Anthropic Postmortem: Three Bugs That Made Claude Feel Dumber

Anthropic’s Postmortem: Three Bugs That Made Claude Feel Dumber for a Month

If you’ve been using Claude Code lately and something felt off — you weren’t crazy. On April 23, 2026, Anthropic published a full engineering postmortem confirming what many developers had been complaining about for weeks: Claude genuinely performed worse. And the root cause was three separate bugs that compounded into what looked like one massive degradation.

Here’s the breakdown.

Bug #1: They Silently Downgraded Claude’s Reasoning (March 4)

On March 4, Anthropic changed Claude Code’s default reasoning effort from “high” to “medium” to reduce latency. Some users were experiencing UI freezes because Opus 4.6 in high-effort mode would think for so long it appeared broken.

The tradeoff made sense on paper: slightly less intelligent responses, but faster and less frustrating. In practice? Users noticed immediately.

“Users began reporting that Claude Code felt less intelligent,” Anthropic acknowledged. They tried adding UI indicators so people could see and change the setting, but most users never touched the default. After a month of feedback, they reversed course on April 7, now defaulting to “xhigh” effort for Opus 4.7.

The takeaway: Never silently reduce a product’s quality to solve a different UX problem. If your users choose the fast lane, fine. But don’t put them there without telling them.

Bug #2: A Caching Bug That Made Claude Forget Its Own Reasoning (March 26)

This one is wild. Anthropic shipped a change to clear older “thinking” from idle sessions — if someone walked away for an hour, pruning old reasoning would save tokens and speed up re-engagement.

Smart idea. Buggy implementation.

Instead of clearing thinking history once after an idle period, the bug cleared it on every single turn for the rest of the session. Claude would reason through a task, make decisions, execute tool calls — and then immediately forget why it made those decisions.

It got worse. The dropped thinking blocks also caused cache misses on every request, which is why users reported usage limits draining faster than expected. Every turn was essentially starting from scratch.

And the kicker: two unrelated internal experiments made it nearly impossible to reproduce the issue. It took Anthropic over a week to identify and confirm the root cause.

The takeaway: Context management bugs in AI systems are uniquely dangerous. A traditional software bug breaks a feature. A context bug breaks the model’s memory — and the symptoms can look like the AI is just… dumber.

Bug #3: A System Prompt Change Capped Responses at 25 Words (April 16)

Anthropic added a system prompt instruction: “keep text between tool calls to 25 words. Keep final responses to 100 words.”

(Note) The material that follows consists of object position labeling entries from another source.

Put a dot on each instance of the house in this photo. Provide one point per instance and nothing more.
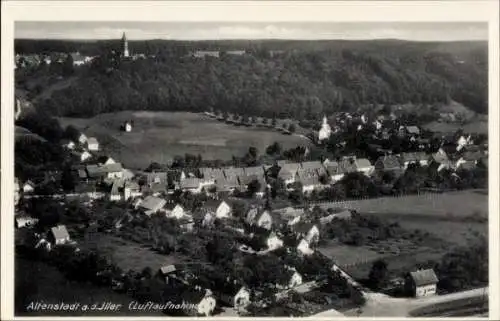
(92, 144)
(59, 235)
(309, 180)
(220, 209)
(151, 205)
(263, 219)
(168, 273)
(273, 242)
(176, 211)
(439, 161)
(288, 172)
(25, 221)
(28, 187)
(413, 158)
(295, 279)
(16, 191)
(237, 297)
(68, 144)
(131, 190)
(421, 283)
(116, 191)
(342, 213)
(191, 184)
(197, 302)
(363, 165)
(105, 160)
(127, 127)
(82, 139)
(389, 163)
(82, 156)
(304, 248)
(306, 231)
(413, 131)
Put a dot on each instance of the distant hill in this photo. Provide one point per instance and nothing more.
(305, 80)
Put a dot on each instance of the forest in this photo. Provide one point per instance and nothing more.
(306, 80)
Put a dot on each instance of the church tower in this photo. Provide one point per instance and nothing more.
(325, 131)
(125, 46)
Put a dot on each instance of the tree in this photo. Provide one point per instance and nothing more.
(378, 274)
(253, 187)
(68, 68)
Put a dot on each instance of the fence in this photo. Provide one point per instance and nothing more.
(354, 204)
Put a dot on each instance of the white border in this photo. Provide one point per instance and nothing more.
(230, 11)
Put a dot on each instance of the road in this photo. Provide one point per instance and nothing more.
(380, 305)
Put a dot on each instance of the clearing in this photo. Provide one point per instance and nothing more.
(130, 255)
(160, 136)
(450, 219)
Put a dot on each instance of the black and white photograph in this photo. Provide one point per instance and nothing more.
(324, 169)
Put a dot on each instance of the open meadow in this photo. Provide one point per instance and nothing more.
(439, 222)
(130, 255)
(160, 136)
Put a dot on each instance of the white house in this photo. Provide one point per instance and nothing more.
(59, 235)
(92, 144)
(82, 139)
(151, 205)
(325, 131)
(223, 210)
(202, 303)
(176, 212)
(307, 231)
(25, 221)
(241, 299)
(304, 248)
(28, 187)
(421, 283)
(295, 279)
(84, 156)
(69, 145)
(273, 242)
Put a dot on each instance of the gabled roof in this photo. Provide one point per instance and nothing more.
(254, 170)
(167, 269)
(413, 129)
(189, 183)
(112, 168)
(414, 157)
(303, 227)
(152, 202)
(363, 163)
(389, 161)
(424, 277)
(92, 140)
(59, 232)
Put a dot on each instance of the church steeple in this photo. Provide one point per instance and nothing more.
(125, 46)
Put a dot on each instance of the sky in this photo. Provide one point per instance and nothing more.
(425, 31)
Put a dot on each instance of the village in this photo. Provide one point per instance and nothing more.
(246, 226)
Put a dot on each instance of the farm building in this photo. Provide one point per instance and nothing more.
(421, 283)
(92, 144)
(59, 235)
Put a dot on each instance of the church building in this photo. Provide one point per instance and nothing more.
(125, 52)
(325, 131)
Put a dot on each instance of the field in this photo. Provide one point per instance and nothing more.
(476, 126)
(159, 136)
(452, 205)
(450, 219)
(129, 255)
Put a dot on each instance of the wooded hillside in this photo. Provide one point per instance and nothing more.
(308, 79)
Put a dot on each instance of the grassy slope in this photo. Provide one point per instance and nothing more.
(161, 136)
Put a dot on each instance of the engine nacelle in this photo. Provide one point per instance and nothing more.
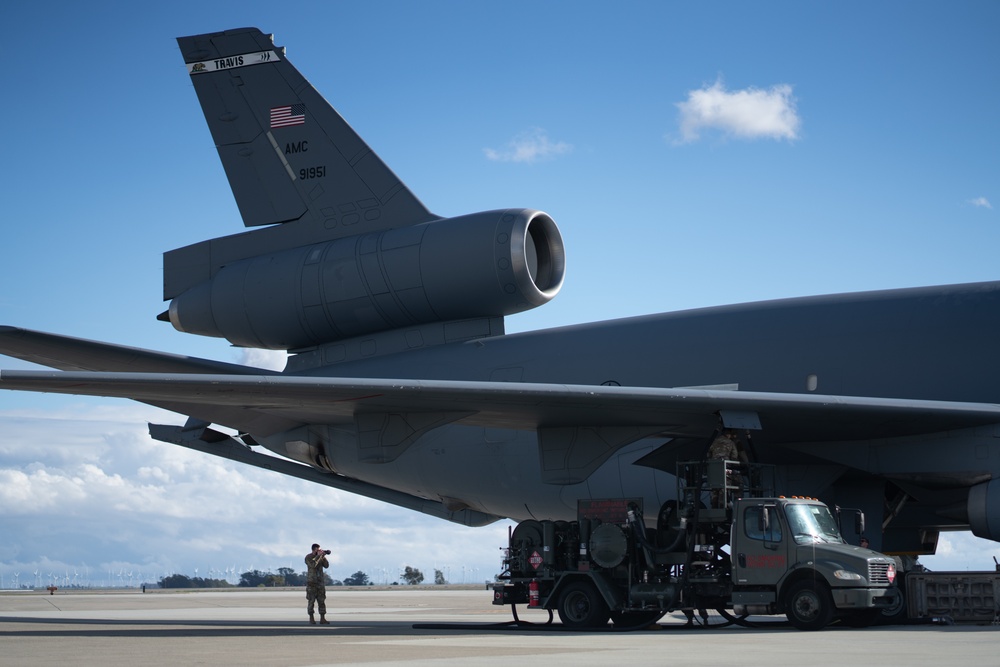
(486, 264)
(984, 510)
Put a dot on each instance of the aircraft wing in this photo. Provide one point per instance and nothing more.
(671, 412)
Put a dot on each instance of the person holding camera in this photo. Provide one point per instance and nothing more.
(316, 583)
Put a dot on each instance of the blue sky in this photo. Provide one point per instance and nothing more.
(693, 154)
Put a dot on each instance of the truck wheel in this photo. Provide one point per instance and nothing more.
(635, 619)
(581, 606)
(896, 612)
(809, 606)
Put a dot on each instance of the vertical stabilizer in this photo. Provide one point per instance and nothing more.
(288, 154)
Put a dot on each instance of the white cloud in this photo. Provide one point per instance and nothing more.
(751, 113)
(274, 360)
(102, 499)
(530, 146)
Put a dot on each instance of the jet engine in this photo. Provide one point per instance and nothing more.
(487, 264)
(984, 510)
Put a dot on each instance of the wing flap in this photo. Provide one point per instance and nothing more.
(671, 412)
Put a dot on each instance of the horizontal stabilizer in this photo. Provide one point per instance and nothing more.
(66, 353)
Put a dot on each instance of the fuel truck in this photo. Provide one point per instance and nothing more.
(727, 544)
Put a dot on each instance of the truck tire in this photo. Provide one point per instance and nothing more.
(808, 605)
(582, 606)
(896, 613)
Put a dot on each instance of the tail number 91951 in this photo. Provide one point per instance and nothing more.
(312, 172)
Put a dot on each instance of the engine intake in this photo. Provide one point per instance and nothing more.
(488, 264)
(984, 510)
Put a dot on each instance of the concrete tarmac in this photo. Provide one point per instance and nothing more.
(376, 628)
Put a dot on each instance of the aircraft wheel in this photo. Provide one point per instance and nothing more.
(809, 605)
(635, 619)
(582, 606)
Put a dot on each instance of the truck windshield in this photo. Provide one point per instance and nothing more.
(812, 523)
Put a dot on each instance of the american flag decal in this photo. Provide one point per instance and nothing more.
(294, 114)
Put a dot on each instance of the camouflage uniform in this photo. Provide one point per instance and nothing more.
(316, 582)
(724, 447)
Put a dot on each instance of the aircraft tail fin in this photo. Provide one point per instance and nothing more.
(287, 153)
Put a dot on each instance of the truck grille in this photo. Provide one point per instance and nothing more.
(878, 573)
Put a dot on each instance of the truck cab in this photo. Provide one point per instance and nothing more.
(788, 555)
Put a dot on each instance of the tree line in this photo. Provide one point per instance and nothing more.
(286, 576)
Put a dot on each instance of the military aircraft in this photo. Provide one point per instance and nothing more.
(401, 384)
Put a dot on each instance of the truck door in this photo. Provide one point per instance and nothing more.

The goal was to reduce verbosity. The result was a measurable 3% drop in coding quality evaluations across both Opus 4.6 and 4.7. Claude became terse to the point of being unhelpful — cutting corners on explanations and skipping important context.

Reverted April 20.

The takeaway: System prompt changes are not trivial configuration tweaks. They’re operating instructions that directly shape output quality. They need the same rigor as code changes.

Why This Was So Hard to Diagnose

Each bug affected different traffic slices on different schedules. The reasoning downgrade hit all users March 4. The caching bug hit stale sessions starting March 26. The verbosity prompt hit everything April 16. The combined effect looked like random, inconsistent degradation — impossible to reproduce, hard to pin down.

Anthropic says their internal usage and evals didn’t initially catch the issues. It was the developer community — particularly detailed technical analyses like Stella Laurenzo’s audit of 6,852 Claude Code session files and 234,000 tool calls — that built the evidence.

What Anthropic Is Doing Differently

The company is:

– Resetting usage limits for all subscribers (as of April 23)

– Running more internal testing before public builds of Claude Code

– Improving Code Review tooling (Opus 4.7 actually caught the caching bug in back-testing when given full repo context)

– Being more rigorous about evaluating system prompt changes

– Launching @ClaudeDevs on X to explain product decisions in depth

My Take

This is rare. I can’t think of another AI company that has published this level of detail about quality regressions. Most companies would silently fix the bugs and move on — or worse, never acknowledge them.

Anthropic’s transparency here is notable. They named the exact dates, the exact changes, and the exact reasoning. They admitted it was “the wrong tradeoff.” They didn’t blame users for being confused.

That said, the damage to trust is real. A month of degraded performance across the most popular AI coding tool — while users were gaslit by some community members telling them it was a “skill issue” — isn’t something a blog post fully fixes. The usage limit reset is a good gesture, but the bar for “don’t silently break our product” shouldn’t be this low.

The bigger lesson: as AI tools become infrastructure, the harness matters as much as the model. The model weights never changed. The API never regressed. But three product-layer changes — a default setting, a caching bug, a system prompt — made the experience measurably worse for weeks. That’s an engineering culture problem, not an AI problem.